Em seguida foram enfileirados clássicos do groove como “Papa’s Got a Brand New Bag”, “Make it Funky” e “Cold Sweat”. No meio desta última, percebi que JB olhou para um dos baixistas e espalmou a mão direita por duas vezes. Aquele gesto sutil significava que o instrumentista havia escorregado no andamento em algum trecho da música e o erro lhe custaria duzentos dólares de “multa” ao final do show. Notei a tensão no rosto do baixista, que engoliu em seco mas continuou tocando.

Àquela altura eu já estava na terceira cerveja e com a camiseta encharcada de suor. É fato que nunca requebrei tanto em um show com meus ridículos passos de dança. E olha que vivo no Brasil, onde o samba, o forró e o frevo sacodem a carcaça da nação o ano inteiro. Mas ali constatei que nenhuma música no mundo é tão rica quanto a música negra norte-americana. Não bastassem o Blues, o Jazz, o Gospel, o Rap e a Disco, ali estava a nata do Funk e do Soul provando que os afro-americanos são os grandes mestres na arte de atingir a alma e os quadris humanos através da música.

Entre os personagens da banda de Brown, os que mais despertaram minha atenção foram os guitarristas. Com levadas simples e certeiras, eles exploravam os agudos com personalidade, ditando o ritmo do balanço. Qualquer sujeito com ouvido razoavelmente apurado dirá que o baixo é o carro-chefe do funk. E os graves sem dúvida são fundamentais, mas de vez em quando as guitarras roubam a cena, como meliantes elétricas. Os discos do Mister Dynamite são prova disso. Ouça, por exemplo, “In The Jungle Groove” (1986), uma coleção de pedradas do mestre que conta com a colaboração dos irmãos Bootsy e Catfish Collins, no baixo e na guitarra, respectivamente.

“Please, Please, Please” abriu o momento-mela-cueca do show e eu fui pegar outra cerveja. Na volta, passei por um jovem que se atracava aos beijos com duas colegiais louras ao mesmo tempo.
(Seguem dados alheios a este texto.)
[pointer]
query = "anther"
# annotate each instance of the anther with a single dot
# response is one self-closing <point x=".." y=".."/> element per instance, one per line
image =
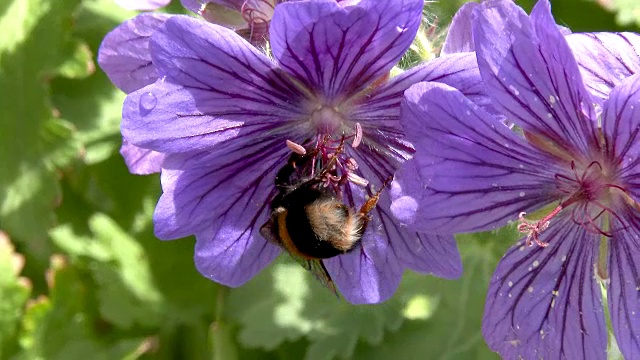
<point x="533" y="229"/>
<point x="296" y="148"/>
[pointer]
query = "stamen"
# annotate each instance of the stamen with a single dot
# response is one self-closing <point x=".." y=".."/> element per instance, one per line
<point x="358" y="138"/>
<point x="357" y="179"/>
<point x="533" y="228"/>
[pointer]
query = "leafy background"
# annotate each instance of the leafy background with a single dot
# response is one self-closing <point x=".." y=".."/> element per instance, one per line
<point x="82" y="276"/>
O clima ali estava quente. E esquentou ainda mais quando a banda puxou “Sex Machine” e JB mandou a platéia rebolar seus “fazedores de dinheiro”. “Shake your money maker!”, ordenava o insano mestre de cerimônias enquanto se retirava do palco.

Chegou a hora do bis, e eu já começava a lamentar a ausência no set list de duas das minhas faixas favoritas – “The Payback” e “Say It Loud (I´m Black and I´m Proud)” – quando a banda lançou as primeiras notas de uma balada que eu até então havia escutado uma ou duas vezes sem prestar muita atenção: “It´s a Man’s Man’s Man’s World”. Aquela era a saideira e durou mais de dez minutos. Lembro de ficar chapado com o riff trastejante da guitarra, que criava o clima dramático da canção.
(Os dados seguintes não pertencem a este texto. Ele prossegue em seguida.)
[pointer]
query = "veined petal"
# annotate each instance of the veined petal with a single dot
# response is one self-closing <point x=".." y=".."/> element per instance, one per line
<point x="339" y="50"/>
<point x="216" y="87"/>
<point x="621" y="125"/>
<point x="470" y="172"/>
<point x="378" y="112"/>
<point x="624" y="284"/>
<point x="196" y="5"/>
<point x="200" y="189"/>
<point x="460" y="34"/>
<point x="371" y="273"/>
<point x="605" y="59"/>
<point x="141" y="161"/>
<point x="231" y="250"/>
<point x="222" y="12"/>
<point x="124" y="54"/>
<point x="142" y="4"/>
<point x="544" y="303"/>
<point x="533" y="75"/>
A letra dizia que o mundo é dos homens, mas que ele não valeria nada se nele não houvesse uma mulher ou uma garota. Emocionado e cantando muito, Brown emendou um discurso improvisado em que lamentava: “O homem fez a luz elétrica para nos tirar do escuro, mas também joga aviões sobre edifícios e fez a guerra no Iraque”. A casa veio abaixo e pela primeira vez na vida chorei em um show. As lágrimas não eram para Osama, e muito menos para George Bush, mas para aquele bandleader cabeçudo criado nos guetos da Georgia que eu nunca mais veria em ação novamente.

James Brown me fez querer ter nascido negro. Ele me fez lembrar de Pelé, Adílio, Michael Jordan, Mike Tyson, Muhammad Ali, Fela Kuti, Bob Marley, Jorge Ben, Mussum e tantos outros gênios negros que são referências em minha vida. Mas o tom de despedida daquele último número foi demais pra mim, sem frescura. Chorei mesmo, de satisfação, e choraria de novo.

Na saída, reencontrei minha mãe, mas não consegui emitir sequer um comentário. Eu estava mudo e assim permaneci pelos quinze minutos seguintes. Entrei no carro ainda atordoado e fiquei contando as luzes do Freeway no caminho de casa. Eu nem sabia, mas aquele show, carregado de sentimento, energia e estilo foi um dos últimos da vida de James Brown. Ele morreria três meses depois, vítima de uma pneumonia.